Bankruptcy & Taxes

Bankruptcy can discharge income taxes if the debt meets code requirements.  The general rule is that taxes must be three years old, have been filed more than 2 years prior to filing bankruptcy, and have been assessed by the tax authority more than 240 days prior to filing the bankruptcy.

The three year rule for determining dischargeable income taxes is tied directly to the due date of the return, which means the bankruptcy filing date must take into consideration any extensions filed by the debtor.  Similarly, the 240 day assessment may be suspended or reset if there are any appeals, offer and compromise, or previous bankruptcies that toll or otherwise impede the ability for the taxing authority to assess and collect the debt.
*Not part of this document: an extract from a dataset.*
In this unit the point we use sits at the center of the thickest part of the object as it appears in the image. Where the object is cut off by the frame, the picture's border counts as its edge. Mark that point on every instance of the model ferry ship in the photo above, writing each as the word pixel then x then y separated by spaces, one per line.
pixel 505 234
If a tax debt is discharged, any existing tax lien(s) still remain.  Tax liens attach to all real and personal property, despite their possible exempt status.  If a debtor’s assets are minimal in nature, a request can be made for an administrative discharge, which is a request to the IRS for a voluntarily release of the tax lien.

Interest on income tax debt continues to incur up to the filing of the bankruptcy, and will continue to incur through the bankruptcy if the tax is non-dischargeable.  The general rule is that the interest is dischargeable to the same extent that the underlying income tax debt is dischargeable.  The same can hold true for tax penalties.  However, some taxing authorities treat interest and penalties differently and have the premise that if income taxes are dischargeable in nature, as are interest and penalties.

Though income tax may be discharged in a Chapter 7 bankruptcy, the broadest tax discharge is accomplished through filing and completing a Chapter 13 plan, which would discharge even taxes that fail the 2 year rule for late filed returns.